NFT projects and promoters won’t be immune to regulatory oversight, especially NFTs that could be classified as unregistered securities and outright scams like pyramid schemes advertised on social media channels like TikTok or Instagram.
The use cases likely to gain momentum will be 1) quadratic funding with Gitcoin 2) and crowdfunding with Syndicate Protocol. Those use cases will expand the pie to investing in crypto, support overlooked R&D initiatives to solve real-world problems, and provide a universal basic income for people in need with ImpactMarket.
Cosmos and Polkadot will be ecosystems to closely monitor over the coming year. They will need to attract projects and networks with the most user traction to get quick wins. Terra joined Cosmos in October, as such Cosmos might continue to be miles ahead of Polkadot on the interoperability vertical from a usage perspective. Interoperability solutions will be an important component to improve liquidity provision, composability, and efficiency in DeFi.

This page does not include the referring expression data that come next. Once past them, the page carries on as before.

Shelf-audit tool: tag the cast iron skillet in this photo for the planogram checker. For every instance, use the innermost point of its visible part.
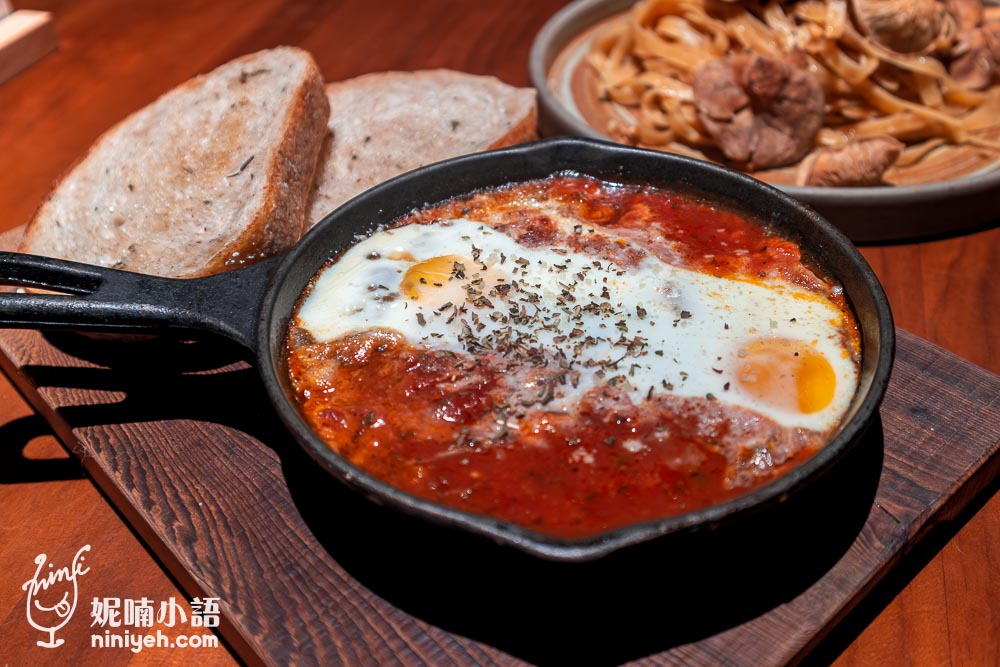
(253, 306)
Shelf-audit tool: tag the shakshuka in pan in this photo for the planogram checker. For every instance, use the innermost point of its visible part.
(573, 355)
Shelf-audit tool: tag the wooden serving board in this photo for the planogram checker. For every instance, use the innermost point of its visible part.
(181, 437)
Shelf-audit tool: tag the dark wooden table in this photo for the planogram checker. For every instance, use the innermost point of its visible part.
(940, 605)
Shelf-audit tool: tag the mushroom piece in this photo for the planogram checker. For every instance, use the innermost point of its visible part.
(905, 26)
(761, 112)
(859, 163)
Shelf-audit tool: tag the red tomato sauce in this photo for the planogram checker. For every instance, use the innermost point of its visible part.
(433, 422)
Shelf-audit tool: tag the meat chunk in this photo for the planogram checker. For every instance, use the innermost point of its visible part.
(862, 162)
(762, 112)
(906, 26)
(976, 52)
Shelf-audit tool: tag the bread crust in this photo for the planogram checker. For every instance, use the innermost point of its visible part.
(272, 226)
(386, 123)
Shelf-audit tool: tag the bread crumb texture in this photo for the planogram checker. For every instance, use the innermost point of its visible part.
(213, 175)
(387, 123)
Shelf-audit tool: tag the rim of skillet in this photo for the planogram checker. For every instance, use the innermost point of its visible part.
(386, 202)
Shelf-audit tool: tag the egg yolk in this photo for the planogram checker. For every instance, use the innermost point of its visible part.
(786, 374)
(431, 273)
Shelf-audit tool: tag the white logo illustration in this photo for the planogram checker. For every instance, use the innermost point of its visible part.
(59, 580)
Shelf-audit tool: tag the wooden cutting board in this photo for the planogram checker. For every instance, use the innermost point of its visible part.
(181, 437)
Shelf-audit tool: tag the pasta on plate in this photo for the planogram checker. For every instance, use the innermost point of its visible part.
(842, 90)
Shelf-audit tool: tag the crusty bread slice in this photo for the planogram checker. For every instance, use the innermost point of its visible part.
(213, 175)
(387, 123)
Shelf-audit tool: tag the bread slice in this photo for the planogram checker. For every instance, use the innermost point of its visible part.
(213, 175)
(388, 123)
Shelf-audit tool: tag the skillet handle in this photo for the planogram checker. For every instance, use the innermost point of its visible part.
(108, 300)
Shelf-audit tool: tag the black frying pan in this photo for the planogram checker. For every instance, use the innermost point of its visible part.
(253, 306)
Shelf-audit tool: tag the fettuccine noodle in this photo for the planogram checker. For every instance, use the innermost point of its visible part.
(647, 63)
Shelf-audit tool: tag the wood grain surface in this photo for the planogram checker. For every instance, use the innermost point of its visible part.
(938, 604)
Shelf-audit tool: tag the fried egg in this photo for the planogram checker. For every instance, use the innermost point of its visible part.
(651, 327)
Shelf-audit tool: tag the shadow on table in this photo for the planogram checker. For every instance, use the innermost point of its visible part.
(16, 468)
(636, 602)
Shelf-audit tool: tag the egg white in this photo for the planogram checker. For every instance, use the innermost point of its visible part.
(647, 329)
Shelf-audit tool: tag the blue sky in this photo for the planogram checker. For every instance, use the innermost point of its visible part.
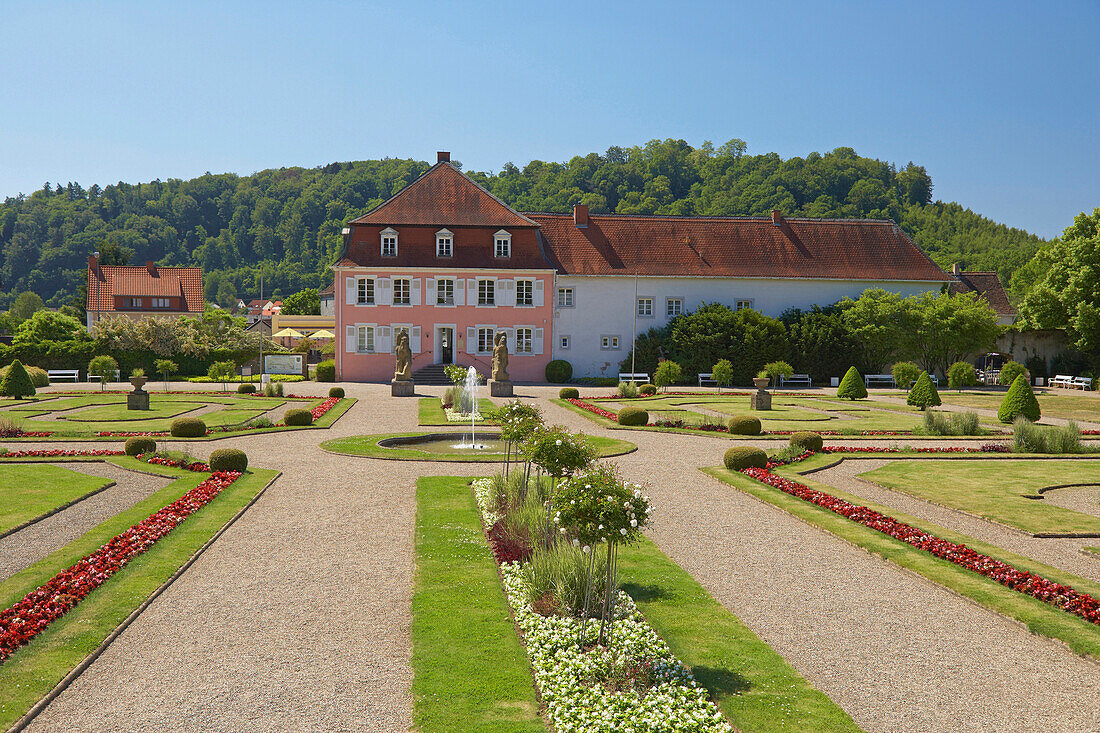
(1000, 101)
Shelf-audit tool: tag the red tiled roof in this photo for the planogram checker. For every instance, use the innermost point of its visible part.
(443, 196)
(989, 285)
(108, 281)
(727, 247)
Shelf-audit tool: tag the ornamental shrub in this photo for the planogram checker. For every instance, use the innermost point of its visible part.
(744, 425)
(924, 393)
(741, 457)
(229, 459)
(187, 427)
(139, 446)
(905, 373)
(326, 371)
(961, 374)
(1020, 402)
(851, 385)
(298, 416)
(806, 440)
(17, 382)
(633, 416)
(559, 371)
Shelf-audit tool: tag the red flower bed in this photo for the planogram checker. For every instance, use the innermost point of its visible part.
(1063, 597)
(40, 608)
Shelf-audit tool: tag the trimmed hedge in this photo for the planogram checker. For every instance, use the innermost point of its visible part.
(187, 427)
(633, 416)
(741, 457)
(138, 446)
(229, 459)
(298, 416)
(806, 440)
(558, 371)
(744, 425)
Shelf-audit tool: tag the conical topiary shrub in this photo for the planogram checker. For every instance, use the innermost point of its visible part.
(924, 393)
(1020, 402)
(851, 385)
(17, 382)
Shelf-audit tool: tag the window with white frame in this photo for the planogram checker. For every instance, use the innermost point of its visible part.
(525, 292)
(402, 291)
(444, 292)
(364, 293)
(486, 292)
(485, 340)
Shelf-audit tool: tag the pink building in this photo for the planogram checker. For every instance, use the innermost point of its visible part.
(451, 265)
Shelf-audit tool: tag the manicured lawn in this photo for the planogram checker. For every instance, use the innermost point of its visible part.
(470, 670)
(31, 490)
(34, 669)
(997, 490)
(1040, 617)
(752, 686)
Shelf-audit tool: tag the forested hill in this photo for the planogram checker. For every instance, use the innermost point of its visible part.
(290, 218)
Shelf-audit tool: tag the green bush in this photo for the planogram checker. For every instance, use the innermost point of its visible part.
(806, 440)
(905, 373)
(633, 416)
(139, 446)
(229, 459)
(17, 382)
(851, 385)
(326, 371)
(187, 427)
(1020, 402)
(744, 425)
(741, 457)
(961, 374)
(924, 393)
(559, 371)
(298, 416)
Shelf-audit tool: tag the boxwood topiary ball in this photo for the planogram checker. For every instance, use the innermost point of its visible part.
(633, 416)
(744, 425)
(743, 457)
(187, 427)
(806, 440)
(229, 459)
(298, 416)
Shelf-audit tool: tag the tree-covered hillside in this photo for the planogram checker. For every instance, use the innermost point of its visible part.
(290, 219)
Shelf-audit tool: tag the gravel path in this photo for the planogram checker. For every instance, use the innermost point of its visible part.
(28, 546)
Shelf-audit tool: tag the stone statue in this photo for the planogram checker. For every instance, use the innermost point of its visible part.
(501, 358)
(404, 370)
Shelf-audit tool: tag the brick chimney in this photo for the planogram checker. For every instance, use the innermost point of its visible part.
(581, 216)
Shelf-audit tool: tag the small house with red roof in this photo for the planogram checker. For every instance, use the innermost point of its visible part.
(142, 291)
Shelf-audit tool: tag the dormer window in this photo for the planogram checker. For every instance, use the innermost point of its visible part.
(388, 242)
(502, 244)
(444, 243)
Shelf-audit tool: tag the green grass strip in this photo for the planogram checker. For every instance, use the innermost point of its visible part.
(470, 670)
(30, 674)
(752, 685)
(1040, 617)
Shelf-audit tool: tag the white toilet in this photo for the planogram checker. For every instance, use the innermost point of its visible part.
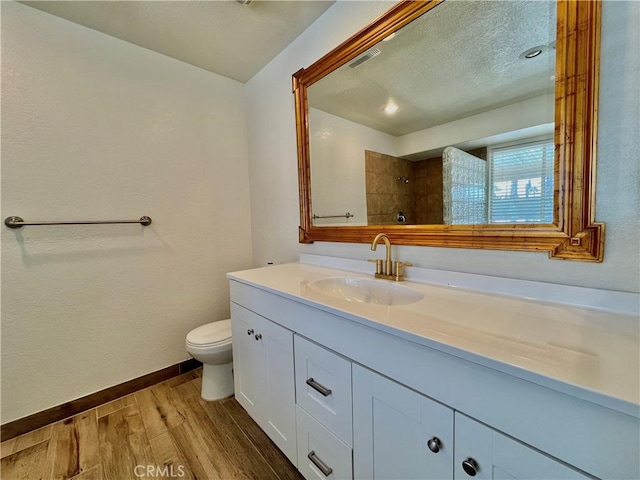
(211, 345)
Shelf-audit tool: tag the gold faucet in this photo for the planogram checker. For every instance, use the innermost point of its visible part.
(386, 270)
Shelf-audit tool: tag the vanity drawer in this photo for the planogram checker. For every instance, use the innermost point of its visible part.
(321, 454)
(323, 387)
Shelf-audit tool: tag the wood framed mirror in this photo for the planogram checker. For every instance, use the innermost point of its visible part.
(570, 231)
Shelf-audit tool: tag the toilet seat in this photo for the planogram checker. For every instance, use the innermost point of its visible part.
(210, 334)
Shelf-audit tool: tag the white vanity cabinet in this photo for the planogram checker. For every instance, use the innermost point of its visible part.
(323, 412)
(419, 408)
(401, 434)
(484, 453)
(263, 375)
(398, 433)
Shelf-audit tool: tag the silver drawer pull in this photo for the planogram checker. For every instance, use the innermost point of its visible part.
(317, 386)
(326, 471)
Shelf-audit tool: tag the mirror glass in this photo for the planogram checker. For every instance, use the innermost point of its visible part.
(409, 134)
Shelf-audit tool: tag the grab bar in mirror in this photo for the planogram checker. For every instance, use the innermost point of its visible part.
(346, 215)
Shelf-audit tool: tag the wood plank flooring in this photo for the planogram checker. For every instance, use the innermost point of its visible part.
(165, 431)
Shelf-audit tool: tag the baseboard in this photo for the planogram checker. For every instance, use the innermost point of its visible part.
(68, 409)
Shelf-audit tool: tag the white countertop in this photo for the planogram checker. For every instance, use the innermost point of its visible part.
(590, 353)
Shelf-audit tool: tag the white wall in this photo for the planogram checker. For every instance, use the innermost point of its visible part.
(273, 164)
(96, 128)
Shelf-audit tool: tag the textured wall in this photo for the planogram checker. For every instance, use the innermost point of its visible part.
(273, 155)
(96, 128)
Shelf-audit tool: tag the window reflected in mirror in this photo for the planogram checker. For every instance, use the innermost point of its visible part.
(460, 134)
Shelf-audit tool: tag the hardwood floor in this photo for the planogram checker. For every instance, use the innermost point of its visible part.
(165, 431)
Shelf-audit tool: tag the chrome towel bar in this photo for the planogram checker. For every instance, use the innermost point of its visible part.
(346, 215)
(17, 222)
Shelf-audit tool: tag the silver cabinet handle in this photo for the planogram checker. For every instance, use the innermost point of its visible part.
(326, 470)
(434, 444)
(470, 466)
(318, 387)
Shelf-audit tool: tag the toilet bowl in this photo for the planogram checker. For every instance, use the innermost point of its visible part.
(211, 345)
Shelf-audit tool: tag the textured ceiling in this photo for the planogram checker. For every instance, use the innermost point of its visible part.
(459, 59)
(224, 37)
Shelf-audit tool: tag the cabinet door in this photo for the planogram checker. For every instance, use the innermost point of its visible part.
(246, 366)
(398, 433)
(484, 453)
(263, 375)
(277, 386)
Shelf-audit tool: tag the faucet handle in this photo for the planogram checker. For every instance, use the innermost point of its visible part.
(399, 269)
(378, 263)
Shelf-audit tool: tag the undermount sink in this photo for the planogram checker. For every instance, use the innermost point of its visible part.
(365, 290)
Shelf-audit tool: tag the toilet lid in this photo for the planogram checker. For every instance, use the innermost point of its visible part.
(210, 333)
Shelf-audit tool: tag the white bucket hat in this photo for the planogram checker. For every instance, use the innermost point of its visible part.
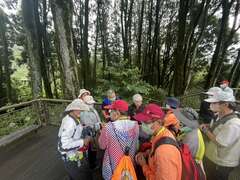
(221, 96)
(82, 91)
(213, 90)
(89, 100)
(77, 104)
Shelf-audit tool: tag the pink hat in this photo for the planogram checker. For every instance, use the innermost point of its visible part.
(224, 82)
(150, 112)
(120, 105)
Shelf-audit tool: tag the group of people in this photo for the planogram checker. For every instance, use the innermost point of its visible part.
(152, 135)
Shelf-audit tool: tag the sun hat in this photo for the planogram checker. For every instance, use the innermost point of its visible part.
(221, 96)
(137, 97)
(187, 116)
(89, 99)
(77, 104)
(224, 82)
(173, 102)
(82, 91)
(119, 105)
(213, 90)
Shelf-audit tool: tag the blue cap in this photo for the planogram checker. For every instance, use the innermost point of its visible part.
(173, 102)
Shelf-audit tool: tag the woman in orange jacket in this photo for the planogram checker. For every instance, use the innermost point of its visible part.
(164, 162)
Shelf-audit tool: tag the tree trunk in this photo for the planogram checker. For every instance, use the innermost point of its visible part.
(179, 56)
(234, 75)
(146, 59)
(155, 43)
(43, 48)
(139, 37)
(85, 46)
(96, 46)
(62, 16)
(6, 62)
(33, 46)
(211, 76)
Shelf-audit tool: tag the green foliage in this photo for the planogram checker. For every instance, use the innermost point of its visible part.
(126, 81)
(20, 82)
(17, 119)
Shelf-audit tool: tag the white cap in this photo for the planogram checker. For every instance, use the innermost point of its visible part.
(89, 99)
(82, 91)
(213, 90)
(221, 96)
(137, 97)
(77, 104)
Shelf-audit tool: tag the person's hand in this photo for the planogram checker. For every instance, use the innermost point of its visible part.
(87, 140)
(204, 127)
(140, 159)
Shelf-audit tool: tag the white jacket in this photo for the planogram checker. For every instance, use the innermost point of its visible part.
(69, 136)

Helium Network is becoming an important part of the web 3 infrastructure with a mission to make the world a more connected place through a ubiquitous, global wireless network. The partnership with FreedomFi, a connectivity company that manufactures open source 5G devices could gain more adoption in 2022.
Layer 2s will become chain-agnostic, Optimism and StarkWare already signaled this endeavor. The years of research and development of L2s will benefit non-ETH blockchains like Avalanche, Solana, Fantom and NEAR to scale as settlement layers for the Internet of Value (Web 3).